About worshipping the 'wrong' Gods
I want to talk a bit about worshipping gods, more precisely, worshipping the ‘wrong’ gods for you and how it affected me and my craft.
When I first actively started my craft I saw witches of different faiths worshipping a god or following a pantheon and I felt that that was what I had to do to become a powerful witch myself.
I started to look into the faith systems and gods I knew most about, those being the norse, Roman, Greek and Egyptian gods and decided to follow Freya because she symbolised what I wanted to become - a strong, beautiful woman who loves who she wants to love and has cats. She is also great with divination as she taught Odin how to read runes. So I started following her, making a shrine and trying to do devotional acts but it felt like a commitment I needed to do and wasn’t something I really wanted or loved to do. So I did less and less things for her. So I stopped. I still ask her favours in return for offerings but I don’t worship her and she understood. I wasn’t ready for her and I felt weak for not being able to worship her like I saw others doing it.
Then Inari-sama called me. I saw foxes everywhere. She sent me a two tailed kitsune to ‘hint’ at me that she wanted to work with me. And she did help me for a bit but I also didn’t worship her. It was like a work relationship. She wanted a favour from me and granted me a favour in return. After that the work relationship stopped. We still talk from time to time and she still shows me a lot of foxes if she thinks I could need a reminder to the lesson she taught me. I still get favours in return for offerings. But other than that I don’t worship.
After I learned that I don’t need to worship gods to work with them it was like a switch flicked in my head and my soul. My craft started to feel like *my own* again. I still ask Freya to help me be as beautiful and strong as she is and that she may help me with my runes and it’s perfectly fine. I still ask Inari-sama to help me be smart and cunning, to help me with keeping and finding secrets. I still ask Bastet and Sekhmet to protect my cats from all harm and to bring them home safely if they should stray, to grant them strength and health. And they don’t get worship in return to the things they grant me. They get offerings. Just like anyone else. Maybe bigger offerings but offerings nonetheless.
So, what I am trying to say, you don’t need to worship gods if you don’t want to or if you don’t click with them. You don’t need to ask them for favours.
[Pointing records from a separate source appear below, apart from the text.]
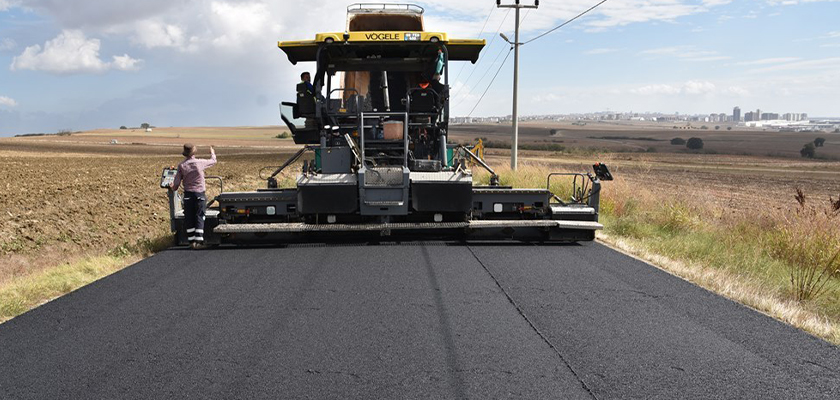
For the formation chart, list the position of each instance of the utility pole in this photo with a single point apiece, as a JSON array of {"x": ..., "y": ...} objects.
[{"x": 515, "y": 145}]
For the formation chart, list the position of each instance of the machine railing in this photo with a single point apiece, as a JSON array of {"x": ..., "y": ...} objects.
[
  {"x": 579, "y": 189},
  {"x": 344, "y": 102},
  {"x": 372, "y": 7}
]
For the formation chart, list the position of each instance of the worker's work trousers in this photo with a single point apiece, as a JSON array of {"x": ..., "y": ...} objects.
[{"x": 194, "y": 203}]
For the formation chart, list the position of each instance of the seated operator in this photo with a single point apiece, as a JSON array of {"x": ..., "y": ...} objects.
[{"x": 305, "y": 84}]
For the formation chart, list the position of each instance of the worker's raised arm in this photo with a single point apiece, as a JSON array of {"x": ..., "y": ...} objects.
[{"x": 177, "y": 180}]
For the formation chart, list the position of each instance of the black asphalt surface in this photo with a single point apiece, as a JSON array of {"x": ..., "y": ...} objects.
[{"x": 426, "y": 320}]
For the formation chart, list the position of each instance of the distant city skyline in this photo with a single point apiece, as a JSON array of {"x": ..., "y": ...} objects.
[{"x": 91, "y": 64}]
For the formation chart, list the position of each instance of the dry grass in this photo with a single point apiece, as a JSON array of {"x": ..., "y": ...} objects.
[
  {"x": 726, "y": 223},
  {"x": 778, "y": 259},
  {"x": 23, "y": 292}
]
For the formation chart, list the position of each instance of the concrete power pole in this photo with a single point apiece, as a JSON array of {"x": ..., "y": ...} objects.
[{"x": 515, "y": 145}]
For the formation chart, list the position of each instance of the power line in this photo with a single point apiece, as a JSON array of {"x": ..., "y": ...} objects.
[
  {"x": 490, "y": 84},
  {"x": 480, "y": 59},
  {"x": 490, "y": 67},
  {"x": 486, "y": 20},
  {"x": 566, "y": 23}
]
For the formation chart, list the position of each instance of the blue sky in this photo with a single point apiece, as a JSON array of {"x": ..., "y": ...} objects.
[{"x": 91, "y": 64}]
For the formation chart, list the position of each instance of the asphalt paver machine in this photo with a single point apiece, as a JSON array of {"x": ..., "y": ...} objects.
[{"x": 376, "y": 119}]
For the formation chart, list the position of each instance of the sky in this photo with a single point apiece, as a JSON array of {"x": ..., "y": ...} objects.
[{"x": 87, "y": 64}]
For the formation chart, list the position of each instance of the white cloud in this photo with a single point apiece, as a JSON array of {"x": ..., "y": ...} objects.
[
  {"x": 70, "y": 52},
  {"x": 7, "y": 44},
  {"x": 126, "y": 63},
  {"x": 240, "y": 21},
  {"x": 7, "y": 101},
  {"x": 819, "y": 64},
  {"x": 685, "y": 53},
  {"x": 151, "y": 34},
  {"x": 765, "y": 61},
  {"x": 600, "y": 51}
]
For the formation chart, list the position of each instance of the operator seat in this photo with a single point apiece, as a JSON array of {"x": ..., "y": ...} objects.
[
  {"x": 424, "y": 101},
  {"x": 305, "y": 101}
]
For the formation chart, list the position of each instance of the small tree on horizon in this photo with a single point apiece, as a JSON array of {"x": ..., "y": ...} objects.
[
  {"x": 694, "y": 144},
  {"x": 808, "y": 150}
]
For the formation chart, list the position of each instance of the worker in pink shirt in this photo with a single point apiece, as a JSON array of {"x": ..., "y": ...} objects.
[{"x": 191, "y": 174}]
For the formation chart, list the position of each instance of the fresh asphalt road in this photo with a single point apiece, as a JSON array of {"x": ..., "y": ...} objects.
[{"x": 424, "y": 320}]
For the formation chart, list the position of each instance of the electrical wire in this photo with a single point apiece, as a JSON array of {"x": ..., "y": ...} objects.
[
  {"x": 565, "y": 23},
  {"x": 479, "y": 35},
  {"x": 491, "y": 83},
  {"x": 493, "y": 39}
]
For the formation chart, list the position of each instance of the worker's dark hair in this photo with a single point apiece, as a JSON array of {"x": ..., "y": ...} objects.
[{"x": 189, "y": 149}]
You don’t need to work with them at all if you don’t want to. On the other hand, if that’s what you want to do, feel free to and I am not stopping you. Basically do what feels right. Experiment if you want to, if you don’t, then don’t. It’s all up to you, and you only. You are not a bad witch nor a weaker witch if you decide to not worship. It doesn’t makes you stronger either. You’re simply your own witch and that’s perfectly fine.
Tltr; if you want to worship gods, worship them but it doesn’t makes you a bad or weak witch if you decide not to worship any gods.
Edit: Just to make it clear, there are no wrong gods, just gods you don’t click with. No god is more right or more wrong than another.